| Azlan Othman |
HIS Majesty Sultan Haji Hassanal Bolkiah Mu’izzaddin Waddaulah ibni Al-Marhum Sultan Haji Omar ‘Ali Saifuddien Sa’adul Khairi Waddien, Sultan and Yang Di-Pertuan of Brunei Darussalam yesterday drew attention to the overall quality and stability of the building structure at the newly opened Rimba Arabic School in Gadong.
“There are two authorities involved – the first in the construction and completion of the building which is under the Ministry of Development, while the second has the authority to own or take up residence in the building upon its completion,” said His Majesty.
“The Ministry of Development wants the building to be completed quickly and handed over to the owner. But it depends on whether the building owner is willing to accept it, or otherwise. They still have the right to analyse the building, as to whether it is acceptable or otherwise.
“I would like to remind all relevant parties that no building should ever be constructed without conducting a thorough study beforehand. Who else gave the mandate to supervise, or the responsibility to supervise the project, if not us? I am convinced that it is owing to the weakness of such supervision that leads to the shortcomings or deficiencies in government buildings such as mosques, schools and so on.”
His Majesty also expressed concern over the surau (prayer hall) at the school, and called for the construction of another one to promote the school’s prestige.
Earlier, the monarch commented on the enrolment process in Arabic schools, compared to more conventional schools.
“The enrolment in Arabic schools is made through a selection assessment; only those who succeed will be eligible for entrance, while those who fail to gain entry will pursue their education at conventional or public schools without any assessment,” said His Majesty.
“This puts Arabic schools on a level above the rest. In terms of learning, Arabic schools teach more subjects compared to conventional or public schools, and they offer two streams – religious and conventional – which are not found in other schools.
“This means that students at Arabic schools have an advantage in terms of learning. Many may not realise this, apart from parents and the relevant parties superintending Arabic school education. When there was encouragement and offers for the students to move from Arabic schools to a more conventional or public education stream, I was personally very surprised with such a trend. Such migration to a conventional or public school is a backward, not a forward move.
“To date, I have yet to see a thorough study being made on trends that encourage or proffer such migrations – on the good and the bad, or the gains and the losses. Such trends are becoming an annual routine.”

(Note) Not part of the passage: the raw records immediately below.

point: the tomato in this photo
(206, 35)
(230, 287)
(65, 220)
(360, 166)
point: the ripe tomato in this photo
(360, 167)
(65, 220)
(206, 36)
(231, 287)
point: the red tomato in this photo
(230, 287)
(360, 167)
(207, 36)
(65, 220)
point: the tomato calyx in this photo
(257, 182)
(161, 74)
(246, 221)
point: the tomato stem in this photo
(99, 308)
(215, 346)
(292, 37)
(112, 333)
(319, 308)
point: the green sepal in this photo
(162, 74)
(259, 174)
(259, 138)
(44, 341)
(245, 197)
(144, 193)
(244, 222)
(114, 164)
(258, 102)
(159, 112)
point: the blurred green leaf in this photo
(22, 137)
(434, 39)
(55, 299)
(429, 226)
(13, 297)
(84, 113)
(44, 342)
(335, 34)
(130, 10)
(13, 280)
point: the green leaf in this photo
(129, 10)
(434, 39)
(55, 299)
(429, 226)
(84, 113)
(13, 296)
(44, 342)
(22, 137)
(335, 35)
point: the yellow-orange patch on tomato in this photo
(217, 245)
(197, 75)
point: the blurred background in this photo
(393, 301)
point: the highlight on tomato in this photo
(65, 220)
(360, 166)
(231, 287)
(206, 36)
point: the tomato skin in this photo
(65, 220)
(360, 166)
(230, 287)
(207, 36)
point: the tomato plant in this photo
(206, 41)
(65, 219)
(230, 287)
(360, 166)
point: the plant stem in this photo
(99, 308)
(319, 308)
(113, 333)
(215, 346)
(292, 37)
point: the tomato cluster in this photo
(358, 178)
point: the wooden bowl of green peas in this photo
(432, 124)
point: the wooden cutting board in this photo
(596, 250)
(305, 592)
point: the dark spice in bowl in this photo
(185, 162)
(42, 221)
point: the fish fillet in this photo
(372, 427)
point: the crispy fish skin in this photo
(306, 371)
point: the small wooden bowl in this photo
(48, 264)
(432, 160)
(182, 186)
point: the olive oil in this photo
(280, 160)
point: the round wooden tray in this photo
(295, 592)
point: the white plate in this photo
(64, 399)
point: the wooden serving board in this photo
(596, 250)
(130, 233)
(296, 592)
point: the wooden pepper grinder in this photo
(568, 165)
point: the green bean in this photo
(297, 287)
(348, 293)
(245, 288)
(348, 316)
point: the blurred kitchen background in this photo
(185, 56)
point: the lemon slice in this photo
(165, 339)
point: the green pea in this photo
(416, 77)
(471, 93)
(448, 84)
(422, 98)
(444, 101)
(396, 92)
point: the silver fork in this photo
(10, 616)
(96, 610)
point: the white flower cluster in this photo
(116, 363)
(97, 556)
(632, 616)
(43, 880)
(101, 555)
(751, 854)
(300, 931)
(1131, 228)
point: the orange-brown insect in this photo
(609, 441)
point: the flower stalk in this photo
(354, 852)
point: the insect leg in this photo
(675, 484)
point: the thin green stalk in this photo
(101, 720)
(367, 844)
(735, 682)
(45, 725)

His Majesty also described Arabic school education as a “pillar for this world and in the hereafter. Hence, there is a need for the administration to be perfect, particularly in terms of comfort and safety, where the latter is paramount and should not be compromised.”
During the visit, His Majesty inspected the multi-purpose hall and interacted with the students. The monarch also toured the school canteen and viewed its cleanliness.
Later, His Majesty held a closed door session with the school teachers.
The new Arabic school began the academic year of 2019 with around 1,700 students, 150 teachers and 16 staff members.
The school accommodates male students from Year 5 to Year 11, and this year, it has witnessed an enrolment of 293 Year 5 students.
The school premises are equipped with a science laboratory, hostel and library. Located on a 20-hectare site, it was constructed under the 10th National Development Plan and cost around BND48 million.
Following the visit to the school, His Majesty made a visit to the Lambak Religious School which is located at Jalan Bedil and still under construction.